The Catalyst 6500 series switch. This is “The Old Man of the Data Center”. And he’s everywhere. The switch is a bit long in the tooth, and although capacity is much higher on the Nexus 7000s (and even the 5000s in some cases), the Catalyst 6500 still has a huge install base.

And it won’t ever do FCoE.

And it (probably) won’t ever do TRILL/Fabric Path (spanning-tree fo-evah!)

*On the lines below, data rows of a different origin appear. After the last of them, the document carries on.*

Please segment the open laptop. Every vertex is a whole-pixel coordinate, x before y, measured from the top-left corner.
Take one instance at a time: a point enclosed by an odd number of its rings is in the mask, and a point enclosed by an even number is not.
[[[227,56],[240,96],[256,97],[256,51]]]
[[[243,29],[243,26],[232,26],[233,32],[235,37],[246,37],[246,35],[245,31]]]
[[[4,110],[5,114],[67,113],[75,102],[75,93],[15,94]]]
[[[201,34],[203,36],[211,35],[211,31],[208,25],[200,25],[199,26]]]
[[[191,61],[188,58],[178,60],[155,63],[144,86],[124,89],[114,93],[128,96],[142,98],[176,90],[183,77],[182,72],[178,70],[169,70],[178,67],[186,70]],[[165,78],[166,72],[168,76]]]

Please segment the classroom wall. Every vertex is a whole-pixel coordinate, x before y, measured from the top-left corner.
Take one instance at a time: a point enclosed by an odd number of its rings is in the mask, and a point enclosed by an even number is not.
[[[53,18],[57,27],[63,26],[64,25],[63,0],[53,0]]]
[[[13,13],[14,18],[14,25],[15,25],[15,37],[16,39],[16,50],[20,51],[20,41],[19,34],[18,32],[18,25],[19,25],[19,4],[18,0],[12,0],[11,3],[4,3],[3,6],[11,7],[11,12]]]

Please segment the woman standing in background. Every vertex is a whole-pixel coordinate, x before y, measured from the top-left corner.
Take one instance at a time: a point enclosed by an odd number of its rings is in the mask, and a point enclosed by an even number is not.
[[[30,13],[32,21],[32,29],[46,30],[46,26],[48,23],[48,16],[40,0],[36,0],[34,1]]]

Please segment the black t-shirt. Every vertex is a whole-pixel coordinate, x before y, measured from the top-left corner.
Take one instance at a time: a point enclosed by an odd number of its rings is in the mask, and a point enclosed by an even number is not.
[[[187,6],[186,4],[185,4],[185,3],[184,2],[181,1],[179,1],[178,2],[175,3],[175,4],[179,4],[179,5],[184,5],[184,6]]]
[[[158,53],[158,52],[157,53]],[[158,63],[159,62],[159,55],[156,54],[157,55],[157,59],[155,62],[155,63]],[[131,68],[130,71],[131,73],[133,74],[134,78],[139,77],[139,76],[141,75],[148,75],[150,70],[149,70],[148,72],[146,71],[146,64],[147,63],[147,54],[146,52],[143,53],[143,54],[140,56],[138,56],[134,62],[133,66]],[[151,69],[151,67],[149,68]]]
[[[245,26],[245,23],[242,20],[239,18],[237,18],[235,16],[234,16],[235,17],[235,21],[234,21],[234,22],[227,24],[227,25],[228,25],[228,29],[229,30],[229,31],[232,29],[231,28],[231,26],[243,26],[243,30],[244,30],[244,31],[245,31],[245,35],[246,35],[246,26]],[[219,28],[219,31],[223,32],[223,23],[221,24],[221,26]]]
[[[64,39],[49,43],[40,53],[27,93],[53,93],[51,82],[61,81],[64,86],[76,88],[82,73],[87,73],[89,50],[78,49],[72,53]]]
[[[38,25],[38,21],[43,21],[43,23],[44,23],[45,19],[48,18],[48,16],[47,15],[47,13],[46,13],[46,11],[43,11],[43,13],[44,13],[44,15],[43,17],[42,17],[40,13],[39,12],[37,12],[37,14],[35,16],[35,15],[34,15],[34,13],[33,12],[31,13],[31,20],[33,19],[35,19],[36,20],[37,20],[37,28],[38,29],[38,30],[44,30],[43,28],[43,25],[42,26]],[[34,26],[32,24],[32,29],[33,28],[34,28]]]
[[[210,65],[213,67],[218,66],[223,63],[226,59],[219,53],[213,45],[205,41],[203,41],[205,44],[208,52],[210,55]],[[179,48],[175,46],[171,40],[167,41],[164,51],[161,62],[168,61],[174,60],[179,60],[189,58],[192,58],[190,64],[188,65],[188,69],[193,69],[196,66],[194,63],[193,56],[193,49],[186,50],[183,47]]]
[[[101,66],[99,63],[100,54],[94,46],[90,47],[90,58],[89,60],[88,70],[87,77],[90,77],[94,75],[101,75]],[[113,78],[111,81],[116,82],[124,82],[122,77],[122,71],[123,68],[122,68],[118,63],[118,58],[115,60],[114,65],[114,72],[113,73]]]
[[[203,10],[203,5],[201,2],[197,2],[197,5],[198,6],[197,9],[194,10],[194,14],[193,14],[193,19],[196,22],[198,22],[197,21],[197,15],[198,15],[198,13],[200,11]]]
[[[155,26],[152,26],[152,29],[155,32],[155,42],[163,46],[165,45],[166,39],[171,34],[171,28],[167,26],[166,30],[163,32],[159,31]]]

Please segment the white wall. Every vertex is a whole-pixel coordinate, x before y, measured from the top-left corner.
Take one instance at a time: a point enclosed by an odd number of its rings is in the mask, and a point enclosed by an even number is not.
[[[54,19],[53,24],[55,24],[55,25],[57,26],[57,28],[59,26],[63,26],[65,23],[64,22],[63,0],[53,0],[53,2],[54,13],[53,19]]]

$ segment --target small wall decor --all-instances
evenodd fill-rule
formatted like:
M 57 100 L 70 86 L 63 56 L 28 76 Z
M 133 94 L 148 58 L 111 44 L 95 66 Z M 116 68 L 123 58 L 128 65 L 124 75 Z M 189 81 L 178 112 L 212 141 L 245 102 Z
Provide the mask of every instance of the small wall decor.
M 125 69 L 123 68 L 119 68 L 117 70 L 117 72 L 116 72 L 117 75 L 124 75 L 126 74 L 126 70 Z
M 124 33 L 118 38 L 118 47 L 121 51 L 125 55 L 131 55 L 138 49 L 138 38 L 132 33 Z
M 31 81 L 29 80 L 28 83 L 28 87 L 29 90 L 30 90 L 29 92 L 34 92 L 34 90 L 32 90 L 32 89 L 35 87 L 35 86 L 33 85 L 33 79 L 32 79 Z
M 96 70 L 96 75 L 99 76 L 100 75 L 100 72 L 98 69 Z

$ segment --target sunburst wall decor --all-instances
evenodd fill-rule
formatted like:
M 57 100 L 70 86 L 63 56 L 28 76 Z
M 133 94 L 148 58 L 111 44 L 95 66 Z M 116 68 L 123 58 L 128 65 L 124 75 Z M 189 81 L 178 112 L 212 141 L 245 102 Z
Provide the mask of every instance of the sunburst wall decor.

The 6500s aren’t getting replaced in significant numbers from what I can see. Especially with the release of the Sup 2T supervisor for the 6500es, the 6500s aren’t going anywhere anytime soon. I can only speculate as to why Cisco is pursuing the 6500 so much, but I think it comes down to two reasons:

Another reason why customers haven’t replaced the 6500s are that the Nexus 7000 isn’t a full-on replacement. With no service modules, limited routing capability (it just recently got the ability to do MPLS), and a form factor that’s much larger than the 6500 (although the 7009 just hit the streets with a very similar 6500 form factor, which begs the question: Why didn’t Cisco release the 7009 first?).

Premature FCoE

So reason number two? I think Cisco jumped the gun. They’ve been pushing FCoE for a while, but they weren’t quite ready. It wasn’t until July 2011 that Cisco released NX-OS 5.2, which is what’s required to do multi-hop FCoE in the Nexus 7000s and MDS 9000. They’ve had the ability to do multi-hop FCoE in the Nexus 5000s for a bit longer, but not much. Yet they’ve been talking about multi-hop for longer than it was possible to actually implement. Cisco has had a multi-hop FCoE reference architecture posted since March 2011 on their website, showing a beautifully designed multi-hop FCoE network with 5000s, 7000s, and MDS 9000s, that for months wasn’t possible to implement. Even today, if you wanted to implement multi-hop FCoE with Cisco gear (or anyone else), you’d be a very, very early adopter.

So no, I don’t think FCoE is dead. No-hop FCoE is certainly successful (even Arista’s CEO acknowedged as such), and I don’t think even multi-hop FCoE is dead, but it certainly hasn’t caught on (yet). Will multi-hop FCoE catch on? I’m not sure. We’ll have to see.